Anderson and Hannity were given 30 minutes each to make a presentation supporting their positions on the two topics of debate. Anderson's presentation included documents and videos outlining his case. Hannity focused his speech on criticizing dissenters.
"They're hurting troops, hurting morale, they're undermining what it is we're trying to accomplish," he said.
Hannity also called Anderson a hypocrite for not calling for Sen. John Kerry, D-Mass., to be removed from office because Kerry voted to authorize the war.
"If Rocky Anderson will not be equally intelligent, honest and open and criticize the very same people that made the very same arguments, it's not George Bush who should be impeached or removed from office.
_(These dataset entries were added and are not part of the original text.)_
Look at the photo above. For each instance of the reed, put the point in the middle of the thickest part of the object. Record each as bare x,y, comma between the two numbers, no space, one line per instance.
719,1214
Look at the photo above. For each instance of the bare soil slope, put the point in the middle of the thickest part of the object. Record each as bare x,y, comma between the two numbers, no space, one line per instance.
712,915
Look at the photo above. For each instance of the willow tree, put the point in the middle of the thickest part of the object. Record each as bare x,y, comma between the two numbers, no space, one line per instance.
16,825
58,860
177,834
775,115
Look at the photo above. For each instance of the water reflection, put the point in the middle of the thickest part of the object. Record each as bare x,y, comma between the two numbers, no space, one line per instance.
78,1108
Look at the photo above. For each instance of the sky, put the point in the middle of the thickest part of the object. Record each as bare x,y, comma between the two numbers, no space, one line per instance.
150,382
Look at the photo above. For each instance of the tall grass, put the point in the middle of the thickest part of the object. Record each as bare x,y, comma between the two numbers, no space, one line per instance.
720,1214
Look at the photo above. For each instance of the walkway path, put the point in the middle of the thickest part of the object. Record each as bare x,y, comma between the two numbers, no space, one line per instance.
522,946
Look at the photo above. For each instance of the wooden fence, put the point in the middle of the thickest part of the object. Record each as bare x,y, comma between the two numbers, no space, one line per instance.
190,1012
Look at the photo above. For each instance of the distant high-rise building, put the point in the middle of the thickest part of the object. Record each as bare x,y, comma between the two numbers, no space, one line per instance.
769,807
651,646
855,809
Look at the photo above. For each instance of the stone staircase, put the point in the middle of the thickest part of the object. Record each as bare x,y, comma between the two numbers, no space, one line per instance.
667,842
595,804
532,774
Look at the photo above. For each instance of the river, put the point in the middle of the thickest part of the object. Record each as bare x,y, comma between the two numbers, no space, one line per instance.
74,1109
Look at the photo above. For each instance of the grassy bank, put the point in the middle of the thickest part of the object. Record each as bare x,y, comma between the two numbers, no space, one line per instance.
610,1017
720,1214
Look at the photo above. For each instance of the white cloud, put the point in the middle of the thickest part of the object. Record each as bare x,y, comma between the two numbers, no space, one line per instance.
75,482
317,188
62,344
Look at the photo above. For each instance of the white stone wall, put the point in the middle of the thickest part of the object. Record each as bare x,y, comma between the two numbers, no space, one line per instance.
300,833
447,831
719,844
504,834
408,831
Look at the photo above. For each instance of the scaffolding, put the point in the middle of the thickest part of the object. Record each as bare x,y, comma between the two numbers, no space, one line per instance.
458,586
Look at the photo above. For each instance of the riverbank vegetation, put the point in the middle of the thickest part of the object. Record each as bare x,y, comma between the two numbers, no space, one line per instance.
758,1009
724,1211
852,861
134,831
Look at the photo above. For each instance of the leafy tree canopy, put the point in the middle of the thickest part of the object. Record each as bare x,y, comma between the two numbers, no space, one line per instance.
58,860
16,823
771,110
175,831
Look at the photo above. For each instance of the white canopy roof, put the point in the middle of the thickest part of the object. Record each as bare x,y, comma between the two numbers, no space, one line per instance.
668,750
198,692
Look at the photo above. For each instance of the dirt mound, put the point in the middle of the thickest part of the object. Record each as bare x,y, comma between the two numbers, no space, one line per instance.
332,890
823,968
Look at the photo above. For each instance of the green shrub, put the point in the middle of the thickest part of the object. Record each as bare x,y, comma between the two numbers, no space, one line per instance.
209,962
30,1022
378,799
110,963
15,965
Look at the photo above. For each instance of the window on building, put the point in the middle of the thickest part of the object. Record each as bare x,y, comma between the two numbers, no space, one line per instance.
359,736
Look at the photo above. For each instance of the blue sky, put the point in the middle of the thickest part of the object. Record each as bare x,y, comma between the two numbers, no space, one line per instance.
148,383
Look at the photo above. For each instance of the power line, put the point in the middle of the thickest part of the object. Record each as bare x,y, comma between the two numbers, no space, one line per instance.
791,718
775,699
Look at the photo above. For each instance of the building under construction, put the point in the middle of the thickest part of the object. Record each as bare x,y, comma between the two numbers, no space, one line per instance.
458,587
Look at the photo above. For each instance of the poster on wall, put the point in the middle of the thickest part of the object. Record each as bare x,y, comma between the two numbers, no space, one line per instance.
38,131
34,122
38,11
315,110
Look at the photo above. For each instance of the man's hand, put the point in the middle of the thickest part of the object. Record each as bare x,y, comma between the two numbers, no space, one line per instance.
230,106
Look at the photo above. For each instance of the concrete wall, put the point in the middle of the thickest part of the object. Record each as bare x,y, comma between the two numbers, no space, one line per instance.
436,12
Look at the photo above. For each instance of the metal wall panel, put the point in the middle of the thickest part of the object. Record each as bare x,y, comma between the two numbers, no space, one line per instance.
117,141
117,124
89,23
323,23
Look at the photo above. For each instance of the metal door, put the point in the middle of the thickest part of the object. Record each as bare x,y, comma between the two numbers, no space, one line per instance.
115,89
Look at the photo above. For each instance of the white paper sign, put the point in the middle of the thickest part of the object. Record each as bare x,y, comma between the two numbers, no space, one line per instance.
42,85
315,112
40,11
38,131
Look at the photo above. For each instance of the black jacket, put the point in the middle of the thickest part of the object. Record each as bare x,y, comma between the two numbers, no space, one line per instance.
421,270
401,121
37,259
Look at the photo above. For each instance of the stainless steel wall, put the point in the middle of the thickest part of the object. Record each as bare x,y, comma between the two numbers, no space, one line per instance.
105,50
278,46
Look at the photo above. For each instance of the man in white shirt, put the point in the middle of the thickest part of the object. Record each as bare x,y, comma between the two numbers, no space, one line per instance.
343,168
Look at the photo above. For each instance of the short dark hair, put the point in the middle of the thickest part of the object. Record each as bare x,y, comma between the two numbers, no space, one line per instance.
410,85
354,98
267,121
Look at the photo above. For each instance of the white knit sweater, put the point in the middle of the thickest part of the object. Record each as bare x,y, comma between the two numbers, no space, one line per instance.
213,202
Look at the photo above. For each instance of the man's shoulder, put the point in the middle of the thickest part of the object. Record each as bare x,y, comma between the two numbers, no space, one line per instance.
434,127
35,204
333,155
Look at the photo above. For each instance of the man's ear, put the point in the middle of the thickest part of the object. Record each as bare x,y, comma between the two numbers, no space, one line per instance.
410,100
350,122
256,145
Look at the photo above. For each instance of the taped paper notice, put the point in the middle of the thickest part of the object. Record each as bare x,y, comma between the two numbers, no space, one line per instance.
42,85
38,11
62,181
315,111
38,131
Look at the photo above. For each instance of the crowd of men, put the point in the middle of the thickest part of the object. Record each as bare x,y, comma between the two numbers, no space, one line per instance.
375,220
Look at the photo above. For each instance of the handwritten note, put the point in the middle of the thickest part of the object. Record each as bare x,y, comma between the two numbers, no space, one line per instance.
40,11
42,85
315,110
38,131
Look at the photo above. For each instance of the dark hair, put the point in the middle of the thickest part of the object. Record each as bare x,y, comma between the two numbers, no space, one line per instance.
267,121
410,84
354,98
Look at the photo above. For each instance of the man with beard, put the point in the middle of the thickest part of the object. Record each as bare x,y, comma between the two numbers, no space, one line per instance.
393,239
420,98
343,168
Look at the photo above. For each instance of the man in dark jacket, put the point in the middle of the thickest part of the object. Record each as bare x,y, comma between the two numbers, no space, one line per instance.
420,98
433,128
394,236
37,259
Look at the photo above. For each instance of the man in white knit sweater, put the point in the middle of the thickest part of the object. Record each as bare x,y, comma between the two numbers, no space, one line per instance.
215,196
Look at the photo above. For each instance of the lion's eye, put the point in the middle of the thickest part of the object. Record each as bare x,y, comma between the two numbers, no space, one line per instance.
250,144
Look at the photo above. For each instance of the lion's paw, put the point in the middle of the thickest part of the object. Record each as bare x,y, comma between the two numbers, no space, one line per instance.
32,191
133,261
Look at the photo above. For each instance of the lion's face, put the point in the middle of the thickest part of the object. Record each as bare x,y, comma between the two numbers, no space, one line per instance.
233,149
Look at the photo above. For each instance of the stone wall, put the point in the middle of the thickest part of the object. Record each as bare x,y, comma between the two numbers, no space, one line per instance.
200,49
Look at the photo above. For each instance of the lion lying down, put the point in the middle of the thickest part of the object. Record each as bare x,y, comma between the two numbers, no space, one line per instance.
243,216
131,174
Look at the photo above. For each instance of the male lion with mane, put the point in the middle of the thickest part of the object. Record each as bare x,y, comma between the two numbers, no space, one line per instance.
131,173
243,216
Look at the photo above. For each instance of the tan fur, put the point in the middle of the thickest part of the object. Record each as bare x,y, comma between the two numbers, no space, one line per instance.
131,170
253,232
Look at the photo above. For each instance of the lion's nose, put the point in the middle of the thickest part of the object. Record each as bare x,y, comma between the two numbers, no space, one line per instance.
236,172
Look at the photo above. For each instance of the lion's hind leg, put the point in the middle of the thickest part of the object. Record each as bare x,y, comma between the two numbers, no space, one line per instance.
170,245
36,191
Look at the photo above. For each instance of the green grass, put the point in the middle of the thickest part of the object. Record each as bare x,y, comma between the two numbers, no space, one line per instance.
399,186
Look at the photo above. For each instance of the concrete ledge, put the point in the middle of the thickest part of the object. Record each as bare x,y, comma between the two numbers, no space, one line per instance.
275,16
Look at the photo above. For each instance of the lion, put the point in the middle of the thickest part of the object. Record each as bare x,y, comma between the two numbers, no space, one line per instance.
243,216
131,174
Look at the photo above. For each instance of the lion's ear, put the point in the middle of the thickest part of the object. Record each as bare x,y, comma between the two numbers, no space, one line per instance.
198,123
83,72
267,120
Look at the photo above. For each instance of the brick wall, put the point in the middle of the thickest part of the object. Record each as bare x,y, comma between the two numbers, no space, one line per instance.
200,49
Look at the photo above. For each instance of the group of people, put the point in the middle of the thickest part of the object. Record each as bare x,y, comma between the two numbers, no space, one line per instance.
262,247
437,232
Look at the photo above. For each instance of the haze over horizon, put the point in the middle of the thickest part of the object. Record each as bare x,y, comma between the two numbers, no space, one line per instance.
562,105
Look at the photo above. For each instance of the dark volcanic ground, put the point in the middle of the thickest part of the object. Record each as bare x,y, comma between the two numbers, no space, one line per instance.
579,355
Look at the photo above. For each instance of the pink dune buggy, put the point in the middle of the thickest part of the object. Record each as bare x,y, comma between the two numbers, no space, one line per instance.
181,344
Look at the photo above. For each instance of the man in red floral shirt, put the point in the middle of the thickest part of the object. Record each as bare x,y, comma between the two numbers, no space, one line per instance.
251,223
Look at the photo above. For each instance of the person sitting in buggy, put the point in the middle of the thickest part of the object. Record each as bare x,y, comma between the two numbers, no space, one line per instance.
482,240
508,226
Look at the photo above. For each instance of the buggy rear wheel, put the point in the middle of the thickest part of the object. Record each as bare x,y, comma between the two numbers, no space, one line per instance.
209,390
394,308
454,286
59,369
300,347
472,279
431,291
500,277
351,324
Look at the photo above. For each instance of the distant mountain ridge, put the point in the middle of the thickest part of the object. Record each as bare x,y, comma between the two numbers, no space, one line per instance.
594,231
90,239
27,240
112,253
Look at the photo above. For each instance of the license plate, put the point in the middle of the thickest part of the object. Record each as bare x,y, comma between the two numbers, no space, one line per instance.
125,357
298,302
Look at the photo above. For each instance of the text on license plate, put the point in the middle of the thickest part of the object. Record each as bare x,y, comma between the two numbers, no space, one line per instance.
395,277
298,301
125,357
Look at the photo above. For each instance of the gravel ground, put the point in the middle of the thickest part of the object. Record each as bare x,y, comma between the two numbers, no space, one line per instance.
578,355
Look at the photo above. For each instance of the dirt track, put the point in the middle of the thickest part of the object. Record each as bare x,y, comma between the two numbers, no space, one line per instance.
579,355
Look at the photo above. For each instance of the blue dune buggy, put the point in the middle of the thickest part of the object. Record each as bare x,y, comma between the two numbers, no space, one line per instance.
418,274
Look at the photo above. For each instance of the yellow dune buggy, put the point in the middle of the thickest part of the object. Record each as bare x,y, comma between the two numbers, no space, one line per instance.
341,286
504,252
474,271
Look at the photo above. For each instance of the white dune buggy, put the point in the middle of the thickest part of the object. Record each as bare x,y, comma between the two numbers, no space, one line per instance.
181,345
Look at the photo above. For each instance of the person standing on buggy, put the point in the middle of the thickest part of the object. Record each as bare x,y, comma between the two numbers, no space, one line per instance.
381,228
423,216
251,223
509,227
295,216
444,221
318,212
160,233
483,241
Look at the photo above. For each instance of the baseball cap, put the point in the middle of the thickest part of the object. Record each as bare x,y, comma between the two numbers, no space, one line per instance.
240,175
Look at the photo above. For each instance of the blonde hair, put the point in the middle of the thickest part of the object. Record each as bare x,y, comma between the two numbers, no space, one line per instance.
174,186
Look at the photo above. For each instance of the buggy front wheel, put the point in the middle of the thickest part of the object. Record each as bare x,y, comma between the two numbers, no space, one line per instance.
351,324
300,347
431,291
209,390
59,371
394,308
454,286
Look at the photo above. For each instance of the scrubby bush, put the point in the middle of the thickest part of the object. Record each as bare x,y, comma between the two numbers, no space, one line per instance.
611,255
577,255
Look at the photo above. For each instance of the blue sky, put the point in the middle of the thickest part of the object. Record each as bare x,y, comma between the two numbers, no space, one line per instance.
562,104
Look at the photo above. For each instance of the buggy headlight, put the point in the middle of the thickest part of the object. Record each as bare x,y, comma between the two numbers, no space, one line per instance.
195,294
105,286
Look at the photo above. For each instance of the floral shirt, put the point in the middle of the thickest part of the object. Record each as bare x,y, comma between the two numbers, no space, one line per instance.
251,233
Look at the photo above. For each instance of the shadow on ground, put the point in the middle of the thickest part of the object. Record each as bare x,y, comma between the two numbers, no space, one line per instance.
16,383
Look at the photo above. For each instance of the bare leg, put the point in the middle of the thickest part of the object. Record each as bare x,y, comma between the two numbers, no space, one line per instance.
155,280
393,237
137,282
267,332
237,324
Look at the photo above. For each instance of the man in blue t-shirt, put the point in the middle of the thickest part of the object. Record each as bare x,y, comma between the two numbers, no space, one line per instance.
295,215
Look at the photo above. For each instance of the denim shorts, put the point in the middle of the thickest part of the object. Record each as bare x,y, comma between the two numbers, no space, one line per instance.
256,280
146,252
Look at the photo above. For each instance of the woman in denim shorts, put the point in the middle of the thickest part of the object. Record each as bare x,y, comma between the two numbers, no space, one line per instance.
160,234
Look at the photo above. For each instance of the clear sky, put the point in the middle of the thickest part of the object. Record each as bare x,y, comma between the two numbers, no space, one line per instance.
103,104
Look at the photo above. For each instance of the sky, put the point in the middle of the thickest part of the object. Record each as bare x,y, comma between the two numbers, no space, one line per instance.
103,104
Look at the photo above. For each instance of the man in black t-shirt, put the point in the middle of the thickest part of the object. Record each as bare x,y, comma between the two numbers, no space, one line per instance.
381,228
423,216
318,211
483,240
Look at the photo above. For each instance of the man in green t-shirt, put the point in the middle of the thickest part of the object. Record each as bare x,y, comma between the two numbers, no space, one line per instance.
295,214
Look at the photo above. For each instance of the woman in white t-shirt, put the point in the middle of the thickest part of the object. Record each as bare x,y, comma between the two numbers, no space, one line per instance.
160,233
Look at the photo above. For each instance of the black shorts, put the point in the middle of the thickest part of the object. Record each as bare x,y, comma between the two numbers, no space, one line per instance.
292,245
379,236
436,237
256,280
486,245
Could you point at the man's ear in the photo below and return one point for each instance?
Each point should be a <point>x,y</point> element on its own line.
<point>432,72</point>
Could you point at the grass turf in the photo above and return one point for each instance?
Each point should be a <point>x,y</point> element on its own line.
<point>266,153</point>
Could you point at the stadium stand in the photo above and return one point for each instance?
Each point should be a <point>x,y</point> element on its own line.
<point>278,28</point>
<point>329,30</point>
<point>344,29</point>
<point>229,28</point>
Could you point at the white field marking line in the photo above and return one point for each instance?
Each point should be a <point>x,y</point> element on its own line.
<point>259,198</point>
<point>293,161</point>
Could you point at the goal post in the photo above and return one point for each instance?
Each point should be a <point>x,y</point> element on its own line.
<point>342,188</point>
It's your mayor," Hannity said.
Following their presentations, the two took questions from each other and audience members. The crowds for Anderson and Hannity seemed to be evenly matched. There were cheers, cat calls, and boos for both sides. Even the moderator was not immune from the crowds' reactions.
Hannity asked Anderson if he would call for Kerry and other Democrats in Congress to resign.
Anderson said Congress needs to take responsibility for the resolution authorizing war but didn't call for anyone to be removed from office.
Some left the debate early. One woman told KSL that the debate turned into a name-calling session for Sean Hannity while Rocky was just stating the facts.
Anderson has led protests against Bush during each of the president's past two visits to Utah and travels the country frequently to call for Bush's impeachment. He has come under frequent criticism from Republicans who say he is embarrassing the city and the state.
There's no question Utah is heavily Republican, with Bush winning 72 percent of the vote in the 2004 election.
But in the state capital, a city of about 180,000 people, Democrat John Kerry received 57.9 percent of the vote.
Anderson has been the city's mayor since 2000 and is not seeking a third term, despite high approval ratings from voters such as Antoinette Billings, a Democrat.
"I think he's brave to bring his convictions, and he's sincere that he wants to make a difference," she said.
Tickets to Friday's debate sold out in less than two hours, with the divided crowd giving Hannity and Anderson a raucous reception.
The two have been feuding for months. Anderson originally was scheduled to appear on Hannity's cable television show, "Hannity and Colmes" on March 8. That appearance was canceled the day of the show.
Following the show's cancellation, the two agreed to debate for charity, although it took weeks to finalize details. It was supposed to be a strictly organized debate, but Anderson and Hannity both broke their own rules by frequently interrupting the other and avoiding answering one another's questions.
During the debate, Hannity repeatedly referred to Anderson as a part-time mayor for his nationwide travels protesting the war and called him by his formal name, Ross, instead of Rocky.
On April 23, Hannity threatened to cancel the debate because a documentary crew making a film about Anderson was planning to attend. Hannity worried that if a documentarian's request to film the debate was honored, the documentary could be edited unfairly. Anderson consented to Hannity's request that the film crew not be allowed.
Tickets for the debate were hard to come by. Scalpers were selling tickets online for as much as $175 each.